In July 2013, former Riedel Crystal CEO Georg Riedel handed over management of Riedel Crystal and its worldwide subsidiaries to Maximilian Riedel, naming him company President and CEO. Today, Riedel Crystal is managed jointly by the two, who travel the world to educate over 20,000 people annually on variety-specific stemware.

==Design Contributions==
- 2004: Developed the first variety-specific stemless wine glasses as part of his “O” Series. Riedel was inspired to create the series while pressed for cabinet space while living in a New York City apartment. His intent was to design variety-specific wine glasses that were space efficient and stackable. The “O” Series has become Riedel Crystal's most successful new collection in the company's history. Today, the “O” collection has grown to include seventeen glass designs including six variety-specific wine glass shapes, sparkling wine, spirits, water, Coca-Cola, and martini cocktails.
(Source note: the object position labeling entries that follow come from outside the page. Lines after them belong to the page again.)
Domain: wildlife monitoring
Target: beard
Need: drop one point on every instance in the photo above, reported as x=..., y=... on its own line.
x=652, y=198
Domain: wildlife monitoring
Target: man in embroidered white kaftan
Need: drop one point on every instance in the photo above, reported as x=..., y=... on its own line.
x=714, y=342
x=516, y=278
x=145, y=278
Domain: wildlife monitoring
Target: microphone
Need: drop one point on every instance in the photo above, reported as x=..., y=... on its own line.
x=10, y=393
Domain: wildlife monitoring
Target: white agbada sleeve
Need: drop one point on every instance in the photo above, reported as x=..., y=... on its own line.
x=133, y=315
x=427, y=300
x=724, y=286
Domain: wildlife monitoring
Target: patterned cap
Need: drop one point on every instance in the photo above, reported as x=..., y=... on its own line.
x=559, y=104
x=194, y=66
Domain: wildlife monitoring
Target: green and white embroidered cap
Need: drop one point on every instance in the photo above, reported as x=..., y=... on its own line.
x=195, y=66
In 2006, the Corning Museum of Glass selected the “O” Chardonnay glass for its permanent collection and in 2011, the same glass was prominently featured in “How Wine Became Modern,”an exhibition on the impact of design on the wine culture at the San Francisco Museum of Modern Art.
- 2008: Developed the “double-decanting” technology, which achieves hours of decanting in a matter of minutes. Maximilian Riedel included this technology in many of his decanter designs, including the Eve, a cobra-inspired decanter that started the “double-decanting” trend.
- 2011: Developed the Riedel Restaurant and Restaurant Sommeliers Series, which provide the company's glassware at lower cost and greater durability to restaurants and hotels.
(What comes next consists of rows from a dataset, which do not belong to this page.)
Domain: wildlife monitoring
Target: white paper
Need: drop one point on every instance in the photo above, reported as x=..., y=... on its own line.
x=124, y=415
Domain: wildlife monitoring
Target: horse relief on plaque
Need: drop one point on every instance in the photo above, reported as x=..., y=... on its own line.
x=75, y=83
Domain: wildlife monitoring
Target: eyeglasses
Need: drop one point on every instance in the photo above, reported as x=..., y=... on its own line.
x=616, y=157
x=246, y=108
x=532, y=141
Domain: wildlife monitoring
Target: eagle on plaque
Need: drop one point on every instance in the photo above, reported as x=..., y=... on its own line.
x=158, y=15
===Glassware Design Timeline===
- (2004) “O” Series
- (2011) Riedel Restaurant
- (2011) Key to Wine
- (2014) Big “O”

===Decanter Design Timeline===
- (2003) Cornetto
- (2006) “O” Single
- (2008) Eve
- (2011) Mamba
- (2012) Cobra Verde
- (2013) Boa
- (2014) Apple and Big Apple
- (2014) Titano Boa
- (2014) Horse

==Awards==
- 2005: Good Design Award (Chicago), “O” Thumbs Up Decanter, Chicago Athenaeum
- 2005: Good Design Award (Chicago), “O” Stemless Tasting Glass, Chicago Athenaeum
- 2006: Special guest of Honor, High Museum Atlanta Wine Auction
- 2006: Tastemaker, House & Garden (magazine)
- 2007: Entronisation at the Fête de La Fleur Vin Expo
- 2007: Appreciation Award Orange County Wine Society
- 2008: Good Design Award (Chicago), Swan Decanter
- 2008: Corporate Leadership Award, Living Beyond Breast Cancer
- 2009: Red Dot Design Award, Swan Decanter
- 2011: Good Design Award (Chicago), Mamba Decanter
- 2011: Grand Prix Table & Gift awards for Design, Innovation & Technicality, Mamba Decanter, Maison & Objet, Paris
- 2011: Wine Enthusiast Wine Star Special Award for Generations of Innovation
- 2012: Pratt Institute Legacy Award

==Publications==
Since coming to the United States, Maximilian has been profiled in publications such as Food & Wine, The New York Times, The Wall Street Journal, Bloomberg Television, Traditional Home, The Miami Herald, Business 2.0, House & Garden (magazine), Fortune (magazine), Worth (magazine), among others. In 2004, Maximilian was featured on the cover of Wine Enthusiast Magazine for an article about his role in the family business.